True winners are successful on and off the track and earlier this month City Council recognized the efforts made by Madison’s women’s roller derby league for its consistent contributions to the local community.
The Council recognized the Mad Rollin’ Dolls, the city’s female roller derby league, as it comes up on its 10-year anniversary next week. The city also officially dubbed Dec. 7, the season opener for the league, Mad Rollin’ Dolls Roller Derby Day.
Competitors in the derby league are referred to by their skater names. “Slayhound,” of the Quad Squad Team, reflected on the progress the league has made since its inaugural season almost a decade ago.
“We had our first bout in 2004 with just two teams and a small crowd, which is much different from where we are now,” Slayhound said. “Now we have eight home teams, three travel teams and a huge volunteer crew, so we have expanded greatly in the past 10 years.”
Slayhound said the rising success of the league itself was directly linked to the growth of its volunteer group, which has stayed consistently involved in the community and participated in charity events such as stuffing Thanksgiving baskets for the Goodman Community Center.
“Mouse,” a star skater for the Reservoir Dolls team and one of the founders of the league, said they are glad to give back to a community that has helped them expand past just a small group of skaters. Mouse, Slayhound and the entire league were also very grateful for the recognition given by the City Council for the partnerships they have made to help support the city.
“It was a huge honor and definitely a long time coming to be part of an organization so well ingrained in the community,” Mouse said.

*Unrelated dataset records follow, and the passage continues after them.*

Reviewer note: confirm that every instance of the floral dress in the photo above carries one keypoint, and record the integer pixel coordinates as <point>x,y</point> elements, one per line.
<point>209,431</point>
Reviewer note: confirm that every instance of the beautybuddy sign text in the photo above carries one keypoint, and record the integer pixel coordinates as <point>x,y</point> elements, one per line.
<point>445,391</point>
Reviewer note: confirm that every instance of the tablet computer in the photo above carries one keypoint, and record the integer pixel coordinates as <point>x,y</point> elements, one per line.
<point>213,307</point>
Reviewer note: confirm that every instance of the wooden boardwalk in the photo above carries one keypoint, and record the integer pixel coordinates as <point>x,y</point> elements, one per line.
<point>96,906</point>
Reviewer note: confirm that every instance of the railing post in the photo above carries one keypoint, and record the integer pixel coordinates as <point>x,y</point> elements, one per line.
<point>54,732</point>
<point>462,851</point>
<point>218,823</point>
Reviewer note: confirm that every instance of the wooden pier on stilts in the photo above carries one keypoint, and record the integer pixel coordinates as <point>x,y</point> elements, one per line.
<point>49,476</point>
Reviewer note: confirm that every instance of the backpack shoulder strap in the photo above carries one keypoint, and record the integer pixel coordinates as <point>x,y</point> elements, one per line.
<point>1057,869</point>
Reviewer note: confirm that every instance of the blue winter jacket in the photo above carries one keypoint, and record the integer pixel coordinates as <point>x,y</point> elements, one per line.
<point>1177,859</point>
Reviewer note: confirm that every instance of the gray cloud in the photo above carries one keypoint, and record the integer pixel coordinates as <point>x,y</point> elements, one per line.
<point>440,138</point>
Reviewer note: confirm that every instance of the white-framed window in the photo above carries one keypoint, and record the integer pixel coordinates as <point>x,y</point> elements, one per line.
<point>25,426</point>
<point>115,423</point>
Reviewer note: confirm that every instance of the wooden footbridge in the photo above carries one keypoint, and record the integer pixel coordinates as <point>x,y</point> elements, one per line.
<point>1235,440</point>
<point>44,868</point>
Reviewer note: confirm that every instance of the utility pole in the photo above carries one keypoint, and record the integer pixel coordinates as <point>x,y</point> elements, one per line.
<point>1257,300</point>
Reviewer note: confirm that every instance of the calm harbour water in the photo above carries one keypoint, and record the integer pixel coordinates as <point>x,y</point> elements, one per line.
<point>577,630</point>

In addition to their services to charity, Mouse said she was proud of the Mad Rollin’ Dolls as a whole for continuing to grow without losing its traditional identity, which is defined by an independent “do-it-yourself” mentality.
Although the club has had sponsors over the years to help it stay successful, Mouse emphasized how the league has kept its dignity and never lost sight of its roots.
“We still have all the control over how the game is played, how the rules are developed and voted on, and how exactly we want roller derby to be presented to the community,” Mouse said.
Mouse said she hopes the growing popularity of Roller Derby will serve as an inspiration to all women and inspire those who may have “written-off sports to try another athletic endeavor.”
One of the unique aspects of Roller Derby, Mouse said, was the fact that having wheels provides all types of women an opportunity to compete, even those without athletic builds.
Slayhound said the recreational league offered by Mad Rollin’ Dolls is a good opportunity for new and inexperienced skaters to grow as athletes and get involved in the community. The league currently has around 120 skaters and is continuing to grow, Slayhound said.